Custom Detailers said:


> Central would be nice lol


I just thought it would be nice to take it round the country into areas local to peeps.


----------



## S-X-I (Sep 6, 2006)

Ayr would be nice, have a day out at the beach lol


----------



## spitfire (Feb 10, 2007)

S-X-I said:


> Ayr would be nice, have a day out at the beach lol


I'll bring the abernethy's and Salmon sandwiches and you bring the Buckfast.


----------



## S-X-I (Sep 6, 2006)

spitfire said:


> I'll bring the abernethy's and Salmon sandwiches and you bring the Buckfast.

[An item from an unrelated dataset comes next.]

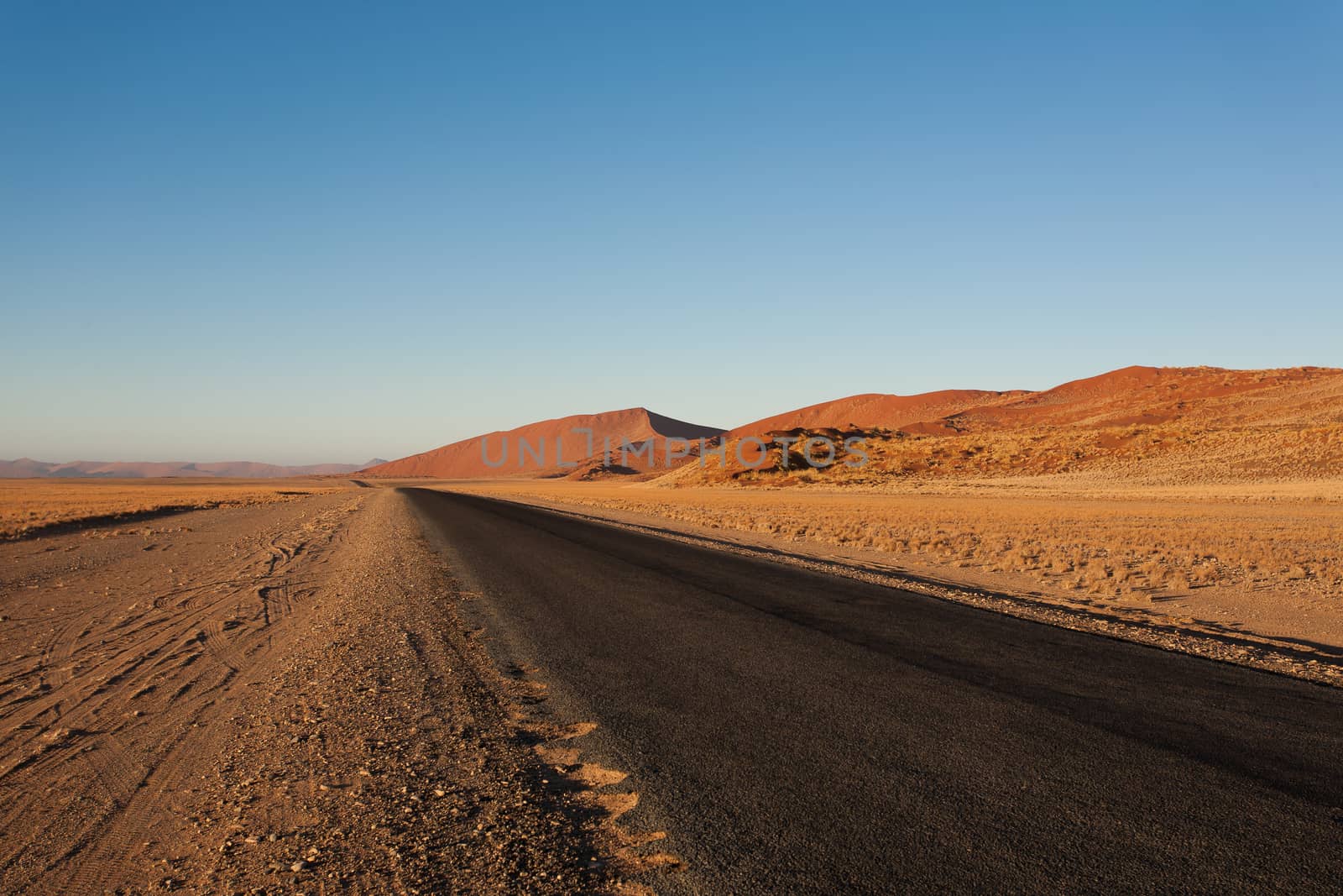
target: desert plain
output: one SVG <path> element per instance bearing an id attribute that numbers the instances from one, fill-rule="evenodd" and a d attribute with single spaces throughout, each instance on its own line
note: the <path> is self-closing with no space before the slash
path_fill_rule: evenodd
<path id="1" fill-rule="evenodd" d="M 658 451 L 584 457 L 575 426 Z M 1343 685 L 1340 371 L 524 430 L 576 462 L 467 439 L 353 476 L 0 480 L 0 891 L 690 892 L 676 789 L 642 809 L 600 701 L 492 646 L 504 603 L 431 492 Z M 737 453 L 756 434 L 787 442 Z M 814 467 L 808 438 L 866 462 Z"/>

And what are you trying to imply? lol

Not all young people from Lanarkshire hang about the streets with a bottle of 'Bucky' lol (I think i am the minority though lol)


----------



## Grizzle (Jul 12, 2006)

spitfire said:


> I just thought it would be nice to take it round the country into areas local to peeps.


Totally agree just venues are a pain



spitfire said:


> I'll bring the abernethy's and Salmon sandwiches and you bring the Buckfast.


i actually had a little laugh out loud to my self at that... how sad luckily no ones in


----------



## spitfire (Feb 10, 2007)

S-X-I said:


> And what are you trying to imply? lol
> 
> Not all young people from Lanarkshire hang about the streets with a bottle of 'Bucky' lol (I think i am the minority though lol)


:lol: :lol: :lol: No implication intended. Just havin' a larff.


----------



## Silva1 (Sep 16, 2007)

S-X-I said:


> And what are you trying to imply? lol
> 
> Not all young people from Lanarkshire hang about the streets with a bottle of 'Bucky' lol (I think i am the minority though lol)


hey


----------



## spitfire (Feb 10, 2007)

Silva1 said:


> hey


Hey Silva! where do you buy your Buckie then


----------



## Silva1 (Sep 16, 2007)

spitfire said:


> Hey Silva! where do you buy your Buckie then


Where am from,its Maddog from the local_ "wee shop"_  :lol:


----------



## spitfire (Feb 10, 2007)

Silva1 said:


> Where am from,its Maddog from the local_ "wee shop"_  :lol:


 and deep fried mars bars


----------



## Silva1 (Sep 16, 2007)

chippy no longer do them anymore
too fattening they say


----------



## swordjo (Sep 17, 2006)

S-X-I said:


> And what are you trying to imply? lol
> 
> Not all young people from Lanarkshire hang about the streets with a bottle of 'Bucky' lol (I think i am the minority though lol)


I'll bring the Tonic, get nice and cold from the fridges in Coatbridge (only tried it once and it is minging!)


----------



## Silva1 (Sep 16, 2007)

its just like table wine jonny :lol:


----------



## swordjo (Sep 17, 2006)

Aye Ed if your a jakey bam from Bar-G lol, PM me your MSN againas i cleared out my PM inbox.


----------



## Silva1 (Sep 16, 2007)

swordjo said:


> Aye Ed if your a jakey bam from Bar-G lol, PM me your MSN againas i cleared out my PM inbox.


hey bar-g isnt half as have as bad as drumpeiller 

pm sent


----------



## Dave KG (Feb 23, 2006)

spitfire said:


> I'll bring the abernethy's and Salmon sandwiches and you bring the Buckfast.


I'm there for the Abernethys


----------



## spitfire (Feb 10, 2007)

Dave KG said:


> I'm there for the Abernethys


I thought you might:lol:


----------